Microswimmers have significant potential for medical applications such as long-term on-demand medication, painless microscale surgery, and so on. The outstanding challenge is to realize power supply, propulsion, and steering mechanisms suitable for operations within the human body and microscale fluids. We propose the microswimmer composed of a self-propulsive disk-shaped module with multiple channels using biofuel cell (BFC) and electroosmotic propulsion (EOP) and a magnetic rod using magnetic steering (MS). The BFC produces an open-circuit potential (OCP) between a bioanode and a biocathode by redox reactions.
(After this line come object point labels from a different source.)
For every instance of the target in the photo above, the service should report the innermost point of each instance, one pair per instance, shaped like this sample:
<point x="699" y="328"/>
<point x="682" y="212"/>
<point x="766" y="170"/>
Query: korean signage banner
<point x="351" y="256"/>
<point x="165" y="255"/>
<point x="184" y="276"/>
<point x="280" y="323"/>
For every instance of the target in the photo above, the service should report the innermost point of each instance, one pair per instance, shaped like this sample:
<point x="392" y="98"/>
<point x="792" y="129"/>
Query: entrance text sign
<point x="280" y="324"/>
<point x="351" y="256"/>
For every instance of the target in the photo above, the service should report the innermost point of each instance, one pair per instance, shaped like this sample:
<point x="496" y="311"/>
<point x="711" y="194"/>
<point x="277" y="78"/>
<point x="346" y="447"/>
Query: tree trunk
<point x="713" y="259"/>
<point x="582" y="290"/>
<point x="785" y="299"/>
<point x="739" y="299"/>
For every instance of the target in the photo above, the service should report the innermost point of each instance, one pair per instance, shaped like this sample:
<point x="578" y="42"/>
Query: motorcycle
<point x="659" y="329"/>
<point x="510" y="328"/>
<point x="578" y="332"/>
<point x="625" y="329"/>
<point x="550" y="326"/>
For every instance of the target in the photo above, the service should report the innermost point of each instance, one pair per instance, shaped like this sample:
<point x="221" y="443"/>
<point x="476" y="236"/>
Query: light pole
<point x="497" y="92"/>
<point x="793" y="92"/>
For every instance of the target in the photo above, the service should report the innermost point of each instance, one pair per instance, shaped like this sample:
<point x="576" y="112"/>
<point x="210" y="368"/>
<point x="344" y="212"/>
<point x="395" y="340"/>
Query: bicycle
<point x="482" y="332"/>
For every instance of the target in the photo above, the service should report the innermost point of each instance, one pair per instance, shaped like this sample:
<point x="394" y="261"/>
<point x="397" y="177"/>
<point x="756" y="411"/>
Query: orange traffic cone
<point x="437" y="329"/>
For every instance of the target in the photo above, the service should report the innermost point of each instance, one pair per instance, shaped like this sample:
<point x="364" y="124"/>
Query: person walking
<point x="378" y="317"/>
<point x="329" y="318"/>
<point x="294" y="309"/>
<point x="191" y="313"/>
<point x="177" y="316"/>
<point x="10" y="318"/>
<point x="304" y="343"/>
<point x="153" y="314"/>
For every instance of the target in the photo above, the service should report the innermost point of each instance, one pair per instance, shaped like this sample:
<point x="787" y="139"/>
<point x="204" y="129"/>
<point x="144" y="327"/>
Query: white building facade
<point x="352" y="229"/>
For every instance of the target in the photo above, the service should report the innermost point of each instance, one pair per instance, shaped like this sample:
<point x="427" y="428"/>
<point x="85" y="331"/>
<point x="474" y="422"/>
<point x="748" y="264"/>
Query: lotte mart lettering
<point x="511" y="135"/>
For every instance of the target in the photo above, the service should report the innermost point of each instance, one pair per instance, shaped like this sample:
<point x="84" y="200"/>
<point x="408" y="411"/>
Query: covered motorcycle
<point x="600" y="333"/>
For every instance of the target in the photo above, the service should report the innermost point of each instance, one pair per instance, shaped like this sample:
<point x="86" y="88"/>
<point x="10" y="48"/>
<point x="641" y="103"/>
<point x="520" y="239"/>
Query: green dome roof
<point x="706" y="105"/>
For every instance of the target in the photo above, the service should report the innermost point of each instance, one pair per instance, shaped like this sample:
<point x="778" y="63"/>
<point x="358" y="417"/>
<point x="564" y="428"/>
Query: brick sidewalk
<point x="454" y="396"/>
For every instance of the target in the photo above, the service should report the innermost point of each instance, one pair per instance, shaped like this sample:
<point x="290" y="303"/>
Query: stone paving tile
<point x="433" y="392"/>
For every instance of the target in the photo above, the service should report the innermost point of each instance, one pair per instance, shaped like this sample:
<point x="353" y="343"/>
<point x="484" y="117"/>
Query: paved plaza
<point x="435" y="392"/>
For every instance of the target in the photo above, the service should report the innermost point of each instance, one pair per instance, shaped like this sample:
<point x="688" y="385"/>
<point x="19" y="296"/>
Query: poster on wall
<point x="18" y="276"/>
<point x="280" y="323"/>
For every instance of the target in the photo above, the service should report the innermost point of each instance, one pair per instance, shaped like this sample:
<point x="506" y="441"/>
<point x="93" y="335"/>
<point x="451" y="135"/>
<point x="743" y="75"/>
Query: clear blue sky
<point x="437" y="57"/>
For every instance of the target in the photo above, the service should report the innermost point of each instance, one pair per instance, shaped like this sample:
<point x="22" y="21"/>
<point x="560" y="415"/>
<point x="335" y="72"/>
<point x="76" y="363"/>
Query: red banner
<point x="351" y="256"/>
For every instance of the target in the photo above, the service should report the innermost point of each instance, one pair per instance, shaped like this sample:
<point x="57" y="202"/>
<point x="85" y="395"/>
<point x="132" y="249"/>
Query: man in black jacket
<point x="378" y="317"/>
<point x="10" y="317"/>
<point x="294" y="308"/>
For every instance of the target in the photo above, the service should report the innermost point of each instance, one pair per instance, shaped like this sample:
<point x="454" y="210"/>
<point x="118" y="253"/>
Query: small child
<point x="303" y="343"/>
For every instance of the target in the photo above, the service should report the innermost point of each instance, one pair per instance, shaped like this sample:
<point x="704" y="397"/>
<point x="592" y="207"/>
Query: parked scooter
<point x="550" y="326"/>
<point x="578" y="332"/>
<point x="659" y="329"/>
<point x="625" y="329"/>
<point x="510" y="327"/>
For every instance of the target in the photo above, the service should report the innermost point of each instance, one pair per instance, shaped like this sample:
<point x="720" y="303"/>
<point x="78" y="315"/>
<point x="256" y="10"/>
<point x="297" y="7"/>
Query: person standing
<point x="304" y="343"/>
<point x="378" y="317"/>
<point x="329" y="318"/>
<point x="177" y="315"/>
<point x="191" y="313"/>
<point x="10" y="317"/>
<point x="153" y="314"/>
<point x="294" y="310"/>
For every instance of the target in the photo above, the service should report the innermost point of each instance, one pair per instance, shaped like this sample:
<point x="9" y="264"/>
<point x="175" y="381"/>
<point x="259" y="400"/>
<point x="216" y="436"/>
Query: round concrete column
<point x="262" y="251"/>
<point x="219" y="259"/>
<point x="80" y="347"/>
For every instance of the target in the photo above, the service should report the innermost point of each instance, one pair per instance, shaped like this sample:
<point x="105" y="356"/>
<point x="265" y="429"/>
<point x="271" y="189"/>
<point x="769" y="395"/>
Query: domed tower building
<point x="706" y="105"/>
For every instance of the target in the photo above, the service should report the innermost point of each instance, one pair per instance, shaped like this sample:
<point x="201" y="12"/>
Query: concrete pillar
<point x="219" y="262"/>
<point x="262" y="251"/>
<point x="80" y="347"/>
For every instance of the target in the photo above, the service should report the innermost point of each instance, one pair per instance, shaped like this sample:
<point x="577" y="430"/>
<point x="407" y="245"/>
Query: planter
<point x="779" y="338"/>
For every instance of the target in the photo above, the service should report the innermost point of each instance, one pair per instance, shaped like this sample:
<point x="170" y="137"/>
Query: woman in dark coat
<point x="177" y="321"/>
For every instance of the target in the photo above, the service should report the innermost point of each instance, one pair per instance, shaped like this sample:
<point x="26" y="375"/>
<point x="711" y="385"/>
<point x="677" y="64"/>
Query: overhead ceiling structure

The EOP generates a self-propulsive velocity due to counteracting forces of electroosmotic flows produced by the OCP in the channels arranged between the electrodes. The MS works by aligning the magnetic rod in a controlled magnetic field direction. The prototype was designed and fabricated using an insulating polymer layer, two conductive layers incorporating silver nanoparticles with anodic/cathodic enzymes, and a magnetic layer containing magnetic nanoparticles. The fast self-propulsion of continuously rotating 30 $\mu$m prototypes by the steering in a glucose solution was demonstrated as expected theoretically. This concept has the potential to be used as microrobots for future medical applications such as a pulling mechanism to assist in guidewire insertion or agents delivering drugs.